Dec. 17: This post has been corrected.
Yesterday, White House spokesman Robert Gibbs made two claims about the administration’s handling of detainees at Guantanamo Bay that overstated its progress in clearing the prison. According to Gibbs, the administration has transferred an unprecedented number of detainees from the prison and has promptly complied with court orders to release others. But those claims are incorrect.
In describing efforts to send some detainees home or to third-country hosts, Gibbs told reporters: "As you know, those that can be safely and securely transferred either back to their home country or to a third country, more of those transfers have taken place in the past eight months than have taken — than took place in the previous eight years."
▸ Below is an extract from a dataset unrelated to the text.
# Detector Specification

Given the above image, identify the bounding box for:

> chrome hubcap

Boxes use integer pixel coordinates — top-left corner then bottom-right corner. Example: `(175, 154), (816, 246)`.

In fact, in the last eight months, 31 detainees have been transferred from Guantanamo to other countries. In the eight years before that, more than 520 detainees were sent home or to third countries.
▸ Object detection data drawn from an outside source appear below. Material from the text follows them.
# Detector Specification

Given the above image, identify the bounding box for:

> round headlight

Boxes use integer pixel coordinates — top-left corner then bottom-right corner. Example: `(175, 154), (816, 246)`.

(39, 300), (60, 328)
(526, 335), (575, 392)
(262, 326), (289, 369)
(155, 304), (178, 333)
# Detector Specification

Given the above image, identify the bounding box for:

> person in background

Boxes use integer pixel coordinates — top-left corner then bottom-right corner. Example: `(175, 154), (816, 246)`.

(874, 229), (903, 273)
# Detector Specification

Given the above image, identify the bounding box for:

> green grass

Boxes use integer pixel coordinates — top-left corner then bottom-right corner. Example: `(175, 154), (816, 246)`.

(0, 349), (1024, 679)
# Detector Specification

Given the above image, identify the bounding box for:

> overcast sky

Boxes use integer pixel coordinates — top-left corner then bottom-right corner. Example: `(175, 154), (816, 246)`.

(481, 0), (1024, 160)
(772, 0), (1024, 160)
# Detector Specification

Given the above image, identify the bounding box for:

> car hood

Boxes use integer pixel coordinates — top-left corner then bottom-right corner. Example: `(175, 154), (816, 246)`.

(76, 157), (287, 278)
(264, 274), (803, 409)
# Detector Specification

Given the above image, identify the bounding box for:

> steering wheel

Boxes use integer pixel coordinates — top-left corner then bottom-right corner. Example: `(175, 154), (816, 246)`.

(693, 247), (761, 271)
In total, 32 detainees have been transferred since Obama was inaugurated. In the last year of the Bush administration, 36 detainees were transferred out of Guantanamo.
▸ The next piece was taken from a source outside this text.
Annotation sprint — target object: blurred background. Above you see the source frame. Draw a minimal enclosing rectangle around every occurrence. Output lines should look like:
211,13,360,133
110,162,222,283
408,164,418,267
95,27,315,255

We’ve asked the White House for comment and will update when we get it.
Gibbs also claimed that the White House has complied with all court orders to release detainees who won their habeas petitions in U.S. courts.
At Tuesday's briefing, Gibbs told reporters that when courts have ruled that detainees should not be held at Guantanamo, those detainees have been transferred "back to either their home country or third-party countries."
Yet there are outstanding court orders for the release of 10 detainees at Guantanamo. Seven of the 10 are Chinese Muslims who are ethnic Uighurs. The Uighurs were ordered released in October 2008, but the government is struggling to find countries to take them. In the meantime, the Uighurs have a case pending in the Supreme Court seeking their release into the United States.
Update: This post has been updated with an additional quote from White House spokesman Robert Gibbs.
Correction: This post originally referred to a briefing on Wednesday. The briefing actually took place on Tuesday, Dec. 15, 2009.